# Parquet reader for tweets

This notebook can be used to read and analyze data from Parquet-file.
Example is using twitter data stored to Parquet-format using KafkaTwitterTopic-to-Parquet notebook.

In [1]:
# Spark, Spark SQL and add operator libraries we'll need to process data
from pyspark import SparkContext

from pyspark.sql import SparkSession
from operator import add

In [2]:
# Create Spark Session 
spark = SparkSession \
    .builder \
    .appName("Parquet reader") \
    .getOrCreate()

In [3]:
# Reading data from Parquet file
df = spark.read.parquet("data/tweets.parquet")

In [4]:
# counting lines
df.count()

10548

In [5]:
# Printing schema and showing sample from beginning of dataframe
df.printSchema()

root
 |-- created_at: string (nullable = true)
 |-- tweet_id: long (nullable = true)
 |-- user_id: long (nullable = true)
 |-- user_name: string (nullable = true)
 |-- screen_name: string (nullable = true)
 |-- text: string (nullable = true)



In [None]:
df.show(5)

___
SQL queries for some simple sample operations.

In [6]:
# creating temporary table for SQL queries
df.createOrReplaceTempView('table')

In [7]:
# Counting occurences of some of our keywords
marathon = spark.sql("SELECT count(*) AS marathon FROM table WHERE text LIKE '%marathon%'")
jogging = spark.sql("SELECT count(*) AS jogging FROM table WHERE text LIKE '%jogging%'")
trailrunning = spark.sql("SELECT count(*) AS trailrunning FROM table WHERE text LIKE '%trailrunning%'")

In [8]:
marathon.show()
jogging.show()
trailrunning.show()

+--------+
|marathon|
+--------+
|     236|
+--------+

+-------+
|jogging|
+-------+
|    101|
+-------+

+------------+
|trailrunning|
+------------+
|           5|
+------------+



In [None]:
# Let's see the most active users
users = spark.sql("SELECT user_name, screen_name, count(*) AS lkm FROM table GROUP BY user_name, screen_name ORDER BY lkm DESC")
users.show()

In [None]:
# And tweets of the most active
mostactive = spark.sql("SELECT * FROM table WHERE screen_name LIKE '_pick_most_active_user_screen_name_from_list_above_'")
mostactive.select('text').show(10, truncate=False)
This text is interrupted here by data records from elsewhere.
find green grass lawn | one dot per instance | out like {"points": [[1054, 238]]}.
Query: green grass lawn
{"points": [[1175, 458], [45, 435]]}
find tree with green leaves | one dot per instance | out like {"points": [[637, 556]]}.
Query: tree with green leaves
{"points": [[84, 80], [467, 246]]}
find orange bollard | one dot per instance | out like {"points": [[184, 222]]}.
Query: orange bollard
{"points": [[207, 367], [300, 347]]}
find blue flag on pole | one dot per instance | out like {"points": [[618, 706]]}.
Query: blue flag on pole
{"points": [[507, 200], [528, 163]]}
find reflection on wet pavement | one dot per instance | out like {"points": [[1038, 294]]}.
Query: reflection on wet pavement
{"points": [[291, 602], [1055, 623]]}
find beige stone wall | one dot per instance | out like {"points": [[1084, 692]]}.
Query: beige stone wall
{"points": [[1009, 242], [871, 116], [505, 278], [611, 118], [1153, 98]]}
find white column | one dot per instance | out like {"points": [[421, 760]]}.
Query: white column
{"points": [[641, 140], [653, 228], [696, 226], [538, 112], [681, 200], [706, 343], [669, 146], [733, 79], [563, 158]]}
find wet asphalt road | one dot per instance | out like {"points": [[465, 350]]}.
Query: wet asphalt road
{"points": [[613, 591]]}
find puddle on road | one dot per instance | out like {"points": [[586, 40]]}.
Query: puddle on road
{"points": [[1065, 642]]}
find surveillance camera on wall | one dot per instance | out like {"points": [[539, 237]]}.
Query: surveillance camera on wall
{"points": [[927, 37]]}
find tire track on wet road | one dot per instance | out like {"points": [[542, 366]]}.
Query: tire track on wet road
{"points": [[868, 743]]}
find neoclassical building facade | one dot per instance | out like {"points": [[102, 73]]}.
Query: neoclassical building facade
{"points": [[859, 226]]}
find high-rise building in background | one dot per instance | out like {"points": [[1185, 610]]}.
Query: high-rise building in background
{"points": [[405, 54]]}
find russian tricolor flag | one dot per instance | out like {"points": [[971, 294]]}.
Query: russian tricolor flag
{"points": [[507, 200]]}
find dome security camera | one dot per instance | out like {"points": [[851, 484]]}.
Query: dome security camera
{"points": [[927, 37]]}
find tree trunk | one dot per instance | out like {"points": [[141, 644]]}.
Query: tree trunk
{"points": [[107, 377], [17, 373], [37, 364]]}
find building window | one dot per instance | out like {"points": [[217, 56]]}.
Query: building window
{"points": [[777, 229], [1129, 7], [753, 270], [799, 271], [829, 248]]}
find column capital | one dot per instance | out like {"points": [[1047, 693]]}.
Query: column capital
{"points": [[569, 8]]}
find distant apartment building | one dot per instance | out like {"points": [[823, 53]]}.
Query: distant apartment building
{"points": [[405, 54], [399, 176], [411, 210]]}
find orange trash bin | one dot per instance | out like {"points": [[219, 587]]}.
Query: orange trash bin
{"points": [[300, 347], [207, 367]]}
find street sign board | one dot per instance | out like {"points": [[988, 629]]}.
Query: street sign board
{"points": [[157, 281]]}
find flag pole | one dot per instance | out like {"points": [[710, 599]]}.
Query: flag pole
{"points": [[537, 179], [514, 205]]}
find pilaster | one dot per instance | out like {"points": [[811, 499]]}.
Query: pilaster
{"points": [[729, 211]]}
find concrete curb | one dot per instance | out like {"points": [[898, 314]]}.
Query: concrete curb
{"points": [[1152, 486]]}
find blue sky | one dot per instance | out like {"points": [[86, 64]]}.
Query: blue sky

It seems that 'running' isn't good keyword to capture tweets about running sports. Those tweets by most active tweeter seems to be about running tap water...

---
Let's try something else. Let's count the words of all text-columns and sort them descending order.

In [9]:
# This is done by using lambda operations with Sparks RDD data structure.
# text-column is 6th column of data, so when first one is 0, we need to look at column 5.
# Making words lowercase and splitting lines by spaces. 
# Then transforming words to tuples with number one. After that add words and count ones. Sort by number on descending order
counts = df.rdd.map(lambda x: x[5]) \
            .flatMap(lambda x: x.lower().split(' ')) \
            .map(lambda x: (x, 1)) \
            .reduceByKey(add).sortBy(lambda x: -x[1])
            
counts.take(10)

[('the', 6905),
 ('rt', 6689),
 ('running', 5783),
 ('to', 3707),
 ('and', 3563),
 ('of', 3049),
 ('a', 2730),
 ('is', 2160),
 ('in', 1870),
 ('on', 1675)]